後ろを振り返ると、そこには微笑みをたたえたメティスがいた。
「何か?」
声が、声が笑っていない。鬼だ。鬼がいる。
「アマテラス様、ご冗談とはお戯れを。せっかくの休息をお邪魔してしまい、大変申し訳ございませんでした。」
慌ててアマテラスとの会話を再開させる。こっちはこっちで怒らせたらマズい。全くなんだこの状況は・・・神様とスキルに挟まれてワタワタしてるなんて全人類、全生命の中で俺だけな気がする。こんな奇跡いらねぇ・・・
「わかればいいのじゃ!じゃあの!」
立方体から浮かびあがっていたアマテラスがふよふよと立方体に戻っていく。もはや何も言うまい。さっさと戻れ。何か確認しなければならないことがあった気がするが、もういい。さっさと帰ってくれ。鬼が。鬼からの視線が怖い。

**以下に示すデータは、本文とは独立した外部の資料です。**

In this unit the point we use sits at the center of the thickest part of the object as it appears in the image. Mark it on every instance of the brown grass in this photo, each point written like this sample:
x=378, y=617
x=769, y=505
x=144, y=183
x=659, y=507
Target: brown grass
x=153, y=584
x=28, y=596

「なんじゃ。妾が帰るというておるのじゃぞ。別れの言葉は無いのか?」
うるさい。さっさと帰れ。
「失礼しましたアマテラス様。またお会いできる日を楽しみにしております。」
俺の言葉に満面の笑みを浮かべると、
「よろしい。ではの。リョーガ。女神の祝福ガチャでもひけるようになればまた会うこともあろう。楽しみにしておるぞ。まぁ10年や20年では無理だと思うがの。」
捨て台詞を残して、アマテラスが立方体の中に戻っていった。
最後の捨て台詞を反芻し、首をひねりながら、後ろを振り向くと、鬼、もといメティスも首をひねりながらこちらを見ていた。
「???」
立方体の正面を拳で小突いた。
ドカっ パカ ドサ
見ると、立方体の底が抜けて、アマテラスが尻餅をついていた。
「いたたたたた~なんなのじゃ~もう~」
アマテラスが俺を見て停止する。スローモーションのように首をひねり、こちらを見つめた。
「女神の祝福ガチャ・・・・ですが。」
アマテラスが動きだすまでに短くても30秒の時間が流れた。